# Stuck in "Chill" mode



## kyrral (Sep 29, 2018)

I tried "Chill" but now when I sign on to Drivng neither the Chill nor Standard button is lit. The only possible thing I've done differently is to start using my iphone to lock/unlock.


----------



## Karl Sun (Sep 19, 2018)

Make sure you're not in Valet mode?


----------



## SoFlaModel3 (Apr 15, 2017)

I don’t recall but it’s possible the car has to be in Park to make that change


----------



## Karl Sun (Sep 19, 2018)

SoFlaModel3 said:


> I don't recall but it's possible the car has to be in Park to make that change


Uh, no. I've made that change hundreds of times while moving.


----------



## Hotblack Desiato (Nov 3, 2018)

Karl Sun said:


> Uh, no. I've made that change hundreds of times while moving.


Every time my wife gets in the car!


----------



## kyrral (Sep 29, 2018)

Actually i was in Valet. I disabled that and it still doesn't appear. I rebooted, no help. Hope this is under warranty.


----------



## FRC (Aug 4, 2018)

kyrral said:


> Actually i was in Valet. I disabled that and it still doesn't appear. I rebooted, no help. Hope this is under warranty.


Reboot again, give it 24 more hours(many times these minor issues resolve themselves).
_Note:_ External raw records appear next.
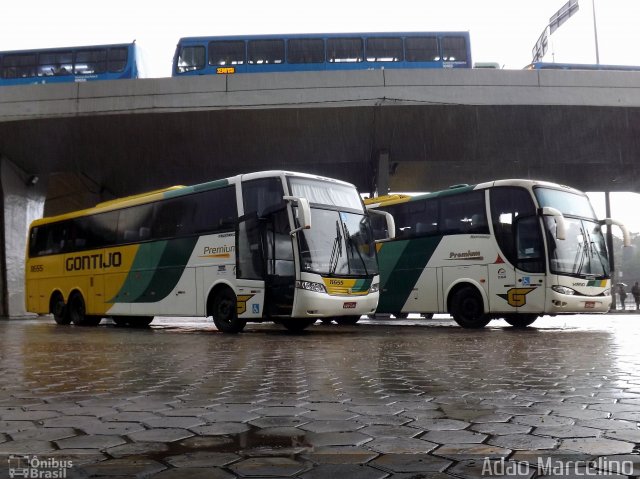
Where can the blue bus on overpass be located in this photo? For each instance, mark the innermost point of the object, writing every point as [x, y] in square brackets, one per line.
[314, 52]
[72, 64]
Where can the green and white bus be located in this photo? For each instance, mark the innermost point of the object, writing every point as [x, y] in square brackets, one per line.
[279, 246]
[511, 249]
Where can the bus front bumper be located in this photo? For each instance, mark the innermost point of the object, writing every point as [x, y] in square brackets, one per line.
[310, 304]
[567, 303]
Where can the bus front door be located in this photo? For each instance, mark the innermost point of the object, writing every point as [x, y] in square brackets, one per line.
[250, 268]
[280, 277]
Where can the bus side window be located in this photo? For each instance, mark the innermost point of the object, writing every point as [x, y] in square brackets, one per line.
[261, 196]
[216, 210]
[508, 203]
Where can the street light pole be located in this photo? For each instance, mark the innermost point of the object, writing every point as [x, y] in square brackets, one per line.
[595, 31]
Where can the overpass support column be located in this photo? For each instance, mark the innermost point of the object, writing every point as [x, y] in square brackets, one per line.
[23, 196]
[382, 173]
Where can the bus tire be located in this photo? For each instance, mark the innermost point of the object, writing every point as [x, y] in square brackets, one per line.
[467, 308]
[78, 311]
[520, 320]
[347, 320]
[296, 325]
[59, 309]
[224, 310]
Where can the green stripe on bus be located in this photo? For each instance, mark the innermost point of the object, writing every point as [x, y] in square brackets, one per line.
[156, 270]
[401, 264]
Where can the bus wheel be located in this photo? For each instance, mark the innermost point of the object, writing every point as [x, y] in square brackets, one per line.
[78, 312]
[297, 325]
[59, 310]
[467, 308]
[347, 320]
[140, 321]
[224, 310]
[521, 320]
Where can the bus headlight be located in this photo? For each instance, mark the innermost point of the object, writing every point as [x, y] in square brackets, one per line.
[563, 289]
[309, 286]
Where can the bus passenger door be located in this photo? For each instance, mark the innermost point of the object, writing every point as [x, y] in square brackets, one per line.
[281, 273]
[250, 267]
[529, 293]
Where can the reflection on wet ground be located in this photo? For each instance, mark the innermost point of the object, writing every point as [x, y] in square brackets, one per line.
[410, 398]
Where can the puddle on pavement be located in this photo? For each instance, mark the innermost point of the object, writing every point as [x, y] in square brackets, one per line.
[254, 442]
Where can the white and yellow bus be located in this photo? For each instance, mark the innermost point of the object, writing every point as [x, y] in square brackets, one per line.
[275, 245]
[511, 249]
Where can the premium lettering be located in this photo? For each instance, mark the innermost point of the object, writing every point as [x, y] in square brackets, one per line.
[93, 261]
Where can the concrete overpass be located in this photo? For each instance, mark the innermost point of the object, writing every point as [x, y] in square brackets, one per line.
[421, 130]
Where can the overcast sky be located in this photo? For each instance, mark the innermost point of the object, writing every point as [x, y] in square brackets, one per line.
[502, 31]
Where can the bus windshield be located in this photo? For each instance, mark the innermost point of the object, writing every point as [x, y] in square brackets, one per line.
[570, 204]
[583, 252]
[328, 194]
[338, 243]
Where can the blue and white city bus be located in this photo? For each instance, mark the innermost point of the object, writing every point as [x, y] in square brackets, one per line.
[72, 64]
[315, 52]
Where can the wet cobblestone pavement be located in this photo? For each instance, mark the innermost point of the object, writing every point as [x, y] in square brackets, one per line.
[401, 399]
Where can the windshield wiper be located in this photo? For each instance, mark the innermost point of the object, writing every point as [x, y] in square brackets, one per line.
[336, 251]
[352, 246]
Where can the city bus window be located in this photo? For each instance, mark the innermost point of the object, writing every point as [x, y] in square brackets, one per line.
[222, 217]
[421, 49]
[223, 53]
[454, 49]
[344, 50]
[89, 62]
[305, 50]
[19, 66]
[507, 204]
[134, 224]
[55, 64]
[262, 196]
[384, 49]
[190, 59]
[529, 245]
[463, 214]
[117, 59]
[262, 52]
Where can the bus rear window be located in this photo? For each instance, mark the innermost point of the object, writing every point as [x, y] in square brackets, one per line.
[454, 49]
[190, 59]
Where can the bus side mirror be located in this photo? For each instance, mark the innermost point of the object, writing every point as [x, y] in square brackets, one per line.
[626, 238]
[304, 213]
[561, 226]
[390, 222]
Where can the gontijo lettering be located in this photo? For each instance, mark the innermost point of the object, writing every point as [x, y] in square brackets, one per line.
[93, 261]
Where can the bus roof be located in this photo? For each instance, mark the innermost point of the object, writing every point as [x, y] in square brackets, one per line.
[175, 191]
[57, 49]
[462, 188]
[272, 36]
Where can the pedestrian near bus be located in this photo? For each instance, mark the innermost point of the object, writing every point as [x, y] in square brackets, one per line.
[623, 295]
[635, 291]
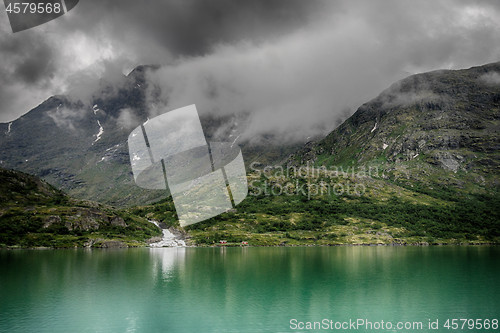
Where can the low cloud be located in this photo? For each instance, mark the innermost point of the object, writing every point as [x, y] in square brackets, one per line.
[285, 68]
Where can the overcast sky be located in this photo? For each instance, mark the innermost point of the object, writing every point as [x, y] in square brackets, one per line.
[295, 66]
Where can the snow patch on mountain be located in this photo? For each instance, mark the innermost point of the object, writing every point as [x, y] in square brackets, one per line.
[100, 133]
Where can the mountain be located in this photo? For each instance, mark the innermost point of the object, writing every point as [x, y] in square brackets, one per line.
[438, 128]
[82, 149]
[33, 213]
[419, 164]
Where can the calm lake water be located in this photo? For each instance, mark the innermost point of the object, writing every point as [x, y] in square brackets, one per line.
[245, 289]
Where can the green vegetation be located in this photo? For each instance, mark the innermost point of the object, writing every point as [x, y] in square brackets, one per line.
[384, 214]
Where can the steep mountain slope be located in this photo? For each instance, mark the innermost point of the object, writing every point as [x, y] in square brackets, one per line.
[441, 127]
[82, 149]
[34, 213]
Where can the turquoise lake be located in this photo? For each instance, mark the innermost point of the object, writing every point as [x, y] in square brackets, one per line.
[247, 289]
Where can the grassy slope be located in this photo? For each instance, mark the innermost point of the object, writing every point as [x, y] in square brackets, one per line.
[34, 214]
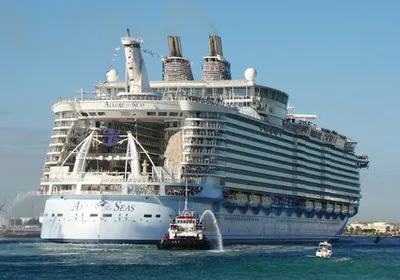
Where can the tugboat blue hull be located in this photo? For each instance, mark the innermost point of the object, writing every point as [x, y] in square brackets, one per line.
[184, 244]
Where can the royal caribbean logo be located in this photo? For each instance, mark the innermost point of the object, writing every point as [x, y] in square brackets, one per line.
[112, 137]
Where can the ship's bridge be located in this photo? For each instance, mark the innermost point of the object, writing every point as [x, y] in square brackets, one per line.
[235, 93]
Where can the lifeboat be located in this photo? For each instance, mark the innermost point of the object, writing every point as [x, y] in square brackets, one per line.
[254, 201]
[230, 200]
[329, 208]
[337, 209]
[309, 206]
[266, 202]
[345, 209]
[352, 210]
[317, 206]
[242, 199]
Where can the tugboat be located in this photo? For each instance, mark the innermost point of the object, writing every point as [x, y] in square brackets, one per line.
[185, 233]
[324, 250]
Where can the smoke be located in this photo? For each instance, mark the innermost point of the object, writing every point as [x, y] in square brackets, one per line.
[183, 14]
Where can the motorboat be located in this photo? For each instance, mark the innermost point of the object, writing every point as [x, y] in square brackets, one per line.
[185, 233]
[324, 250]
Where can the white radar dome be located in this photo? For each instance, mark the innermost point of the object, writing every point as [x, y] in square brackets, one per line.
[112, 75]
[250, 74]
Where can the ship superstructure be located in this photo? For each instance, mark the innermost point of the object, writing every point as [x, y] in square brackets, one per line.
[119, 158]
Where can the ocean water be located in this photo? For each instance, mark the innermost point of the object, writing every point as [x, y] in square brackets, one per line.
[353, 258]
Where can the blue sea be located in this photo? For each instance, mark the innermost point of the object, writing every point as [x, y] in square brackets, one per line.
[353, 258]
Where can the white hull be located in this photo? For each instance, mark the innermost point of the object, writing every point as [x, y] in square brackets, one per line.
[123, 220]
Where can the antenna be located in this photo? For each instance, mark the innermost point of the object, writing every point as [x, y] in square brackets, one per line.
[185, 210]
[163, 57]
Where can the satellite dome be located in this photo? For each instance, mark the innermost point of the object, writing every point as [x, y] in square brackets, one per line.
[112, 75]
[250, 74]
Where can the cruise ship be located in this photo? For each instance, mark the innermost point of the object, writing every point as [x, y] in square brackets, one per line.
[120, 157]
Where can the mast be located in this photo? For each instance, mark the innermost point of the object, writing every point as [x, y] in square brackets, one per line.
[185, 210]
[136, 74]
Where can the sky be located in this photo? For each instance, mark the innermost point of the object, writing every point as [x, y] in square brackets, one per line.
[337, 59]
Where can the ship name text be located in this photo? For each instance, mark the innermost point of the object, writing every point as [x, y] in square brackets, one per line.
[117, 206]
[122, 104]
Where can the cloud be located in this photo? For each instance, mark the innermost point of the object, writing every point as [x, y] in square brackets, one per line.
[19, 140]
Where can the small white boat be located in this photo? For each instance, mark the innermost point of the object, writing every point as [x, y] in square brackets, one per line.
[324, 250]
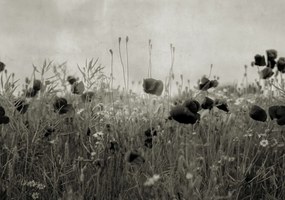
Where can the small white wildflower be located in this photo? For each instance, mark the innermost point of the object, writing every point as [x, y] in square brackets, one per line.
[264, 143]
[189, 175]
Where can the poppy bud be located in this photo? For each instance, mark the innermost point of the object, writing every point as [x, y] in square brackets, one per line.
[59, 103]
[257, 113]
[281, 64]
[21, 106]
[153, 86]
[37, 85]
[192, 105]
[207, 103]
[2, 111]
[87, 96]
[266, 73]
[271, 54]
[259, 60]
[4, 120]
[2, 66]
[71, 80]
[182, 115]
[204, 84]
Then call for service. Of course it's under warranty.


----------



## Rick Steinwand (May 19, 2018)

kyrral said:


> Actually i was in Valet. I disabled that and it still doesn't appear. I rebooted, no help. Hope this is under warranty.


Sorry, you'll have to buy a new car.


----------



## Guy Weathersby (Jun 22, 2016)

Did you set a maximum speed? That puts it in Chill.


----------



## Pete_in_OC (Dec 28, 2018)

Guy Weathersby said:


> Did you set a maximum speed? That puts it in Chill.


I set the max speed one day while learning about the screen sitting at the Supercharger.
Frankly didn't notice for several weeks, and still won the "red light grand prix" 😃

No effect on regen braking noticed after I turned chill back on.


----------



## kyrral (Sep 29, 2018)

No, I was nursing it to preserve battery


----------



## kyrral (Sep 29, 2018)

Oops, wrong thread. I once ran my battery down to about 4 miles left and the car went into chill I guess to preserve battery. Recharged it was fine.


----------



## garsh (Apr 4, 2016)

kyrral said:


> Oops, wrong thread. I once ran my battery down to about 4 miles left and the car went into chill I guess to preserve battery. Recharged it was fine.


I've run a Model 3 down lower than that. Acceleration will be limited as you get below 10% battery, but it never enters chill mode.


----------



## kyrral (Sep 29, 2018)

Got it. Does the car know?


----------



## garsh (Apr 4, 2016)

kyrral said:


> Does the car know?


Know what?


----------



## kyrral (Sep 29, 2018)

Bad joke. That its not supposed to operate in chill.


----------



## TheHairyOne (Nov 28, 2018)

Two finger reset or power off under service menu? I rxommend trying the power off reset. Then retry.... #standardITsuggestion


----------